I just got back in from my men's group. It was a birthday speaker meeting. This guy had alot of the same problems that I did finding recovery. He resisted, tried to do it on his own, went to meetings but never got a sponsor, didn't turn it over to God, relapsed... It's not a unique story at all. I've learned that most of the people who found success in the program had a pretty sticky time at first. That doesn't necessarily give one license to run wild with the idea that it's ok to slip and slide before getting a firm grip on sobriety. Other people suffer along the way. Our selfishness told us that we weren't responsible for that pain. I've come to discover that we very much are.Especially when we choose alcohol over the people we love. It may very well be the disease causing that horrible lapse in judgement, but at some point, enough has to be enough.
That makes me wonder how many people question my recovery. It's only natural and very fair that they would. I can tell you that I never planned to be an addict. I didn't wake up one day in grade school and say, "When I grow up, I'm going to lay on the couch drunk everyday and watch The Price is Right." I can also tell you that it would be a pretty grim and somewhat cynical assumption that I would be an active alcoholic for the rest of my life. There's no difference between that and a death sentence. I plan to have a home and a family. It's something that I have always wanted, and now it's more than just possible... It's a certainty as long as I work my program. As long as I am recovering.

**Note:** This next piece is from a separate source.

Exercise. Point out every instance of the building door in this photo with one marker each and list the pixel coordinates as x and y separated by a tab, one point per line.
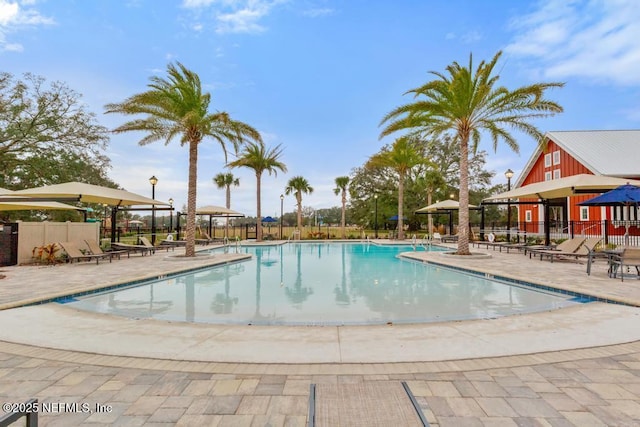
558	219
8	244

The most profound thing I walked away with tonight was something our speaker said his sponsor told him. That when he was faced with a problem or conundrum to ask himself, "What would a mature adult do?" It's such a simple question, but I love it and plan to use it.
The rest of the day was business as usual. Worked most of it. Went to the park before my meeting and saw my ducks... and squirrels...and nutria... The bus driver almost knows me by name now. Really nice guy. We chat and exchange pleasantries almost everyday. He is straight up, old school New Orleanian. I'm almost going to feel guilty when I get my car. I'm sure he'll understand.
Have a wonderful night and God bless!